The loss of the older liberal arts tradition is grievous. That loss deprives students, even if they don't know it, of the better part of their education, and deprives the nation of a class of men and women suited by knowledge and temper to lead our country.
The growing disaffection of Americans with what is now (falsely) called liberal arts education, however, should be welcomed and encouraged. Let the snow melt away from that toboggan slope. In its decline lies the possibility of a renaissance of real learning. The marketplace will supply practical training; and after a painful transition, colleges will rediscover the real terrain of the liberal arts.
Peter Lawler, Berry College
If liberal education has been defeated, it's because capitalism has won. And if that's true, we conservatives have to come to realize that capitalism unbounded can be as unfriendly to the truth about human liberty and dignity as collectivism was. We're going to have to become more aggressive about thinking outside the individualism vs. collectivism box.
According to the libertarian/capitalist critique (see Glenn Reynolds and Tyler Cowen), the arguments for liberal education are founded in aristocratic prejudices. From this view, liberal education favored manners over the productivity of individuals. To these critics, education must now be all about acquiring and marketing flexible skills to a dynamic market.

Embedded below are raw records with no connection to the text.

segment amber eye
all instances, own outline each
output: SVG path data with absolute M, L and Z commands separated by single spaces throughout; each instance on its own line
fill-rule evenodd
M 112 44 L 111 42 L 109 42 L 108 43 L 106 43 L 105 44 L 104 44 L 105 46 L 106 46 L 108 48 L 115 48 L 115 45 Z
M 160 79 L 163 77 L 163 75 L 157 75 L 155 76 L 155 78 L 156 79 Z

There's a downside, Cowen admits. A free and cosmopolitan people—one that has properly absorbed the relativistic degradation of liberal education—will care only about consuming, not producing, culture. Despite all our money and technology, we're stuck with just enjoying Gothic cathedrals or pyramids. We're stuck with being unable to generate such outstanding cultural artifacts for ourselves. We don't live in any particular culture; we're producers and consumers—and so we're tourists—deep down.
If you think about it, what the destruction of liberal education presupposes is that everything we are as persons can be expressed in terms of production and commodification. We're not really citizens or creatures or even parents or children; we're not really part of a particular people with customs and conventions inhabiting a particular part of the world.
The way back for liberal education is to begin by saying loudly and proudly that the capitalist or libertarian argument that outs liberal education as an illusion is itself based upon the illusion that free and relational persons born to love and die could possibly flourish in a post-political, post-cultural, post-religious, post-familial, and even post-biological environment.